The momentum is visible in investor strategy:
- In 2024, the median deal size reached $2.5 million, signalling investor confidence in startups with cross-border ambition from day one. Regional expansion is no longer treated as a risky experiment; it is becoming the baseline expectation. Investors now view AfCFTA’s harmonization as a tailwind that lowers entry risk and increases the likelihood of outsized returns.
- Funds like Launch Africa, Lofty Inc, Full Circle Africa, and Norrsken22 are increasingly backing ventures designed for multi-country scale, and institutional.
- DFI and institutional investors are channelling capital into integrated ecosystems where AfCFTA reduces entry risks.

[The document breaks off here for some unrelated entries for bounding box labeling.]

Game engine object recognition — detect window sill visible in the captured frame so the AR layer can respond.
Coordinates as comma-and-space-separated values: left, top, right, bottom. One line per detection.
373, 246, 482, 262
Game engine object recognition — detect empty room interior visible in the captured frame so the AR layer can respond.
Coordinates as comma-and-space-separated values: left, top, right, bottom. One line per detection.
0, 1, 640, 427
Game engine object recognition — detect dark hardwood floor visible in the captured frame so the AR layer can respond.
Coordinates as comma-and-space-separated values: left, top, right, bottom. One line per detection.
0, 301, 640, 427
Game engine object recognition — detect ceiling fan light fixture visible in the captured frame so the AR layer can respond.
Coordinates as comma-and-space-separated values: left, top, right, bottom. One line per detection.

The equation is simple: When markets align, money flows. AfCFTA is not just an economic agreement, it is becoming an amplifier of investor conviction.
The Road Ahead
AfCFTA has laid the foundations, but the journey toward a truly borderless startup continent is still unfolding. The next chapter will be written not just by policies, but by how well founders, investors, and governments convert integration into everyday reality.
Key priorities for Africa’s innovation economy:
- Digital Infrastructure as the Backbone: Payments, logistics, and digital IDs will decide whether policy becomes practice.
- Faster regulatory Alignment: Frameworks exist, but uneven enforcement and overlapping national rules risk slowing momentum.
- Capital Chasing Scale: Investors are rewarding founders who design for regional markets from the start.
- Diversifying Beyond Tech: AfCFTA could unlock scale in manufacturing, industrialization, and value-added exports.
Silverbacks Signal
AfCFTA is transforming Africa’s patchwork of markets into a single arena of opportunity. For startups, it means quicker access to customers, smoother trade, and greater visibility to global capital. For investors, it reframes growth stories from fragmented bets into scalable continental plays.
At Silverbacks Holdings, our edge lies not only in funding startups but in helping them navigate this new landscape, connecting them to cross-border partnerships, supply chains, and growth capital across borders. As Africa’s markets converge, we are positioned to ensure ambition translates into sustainable scale.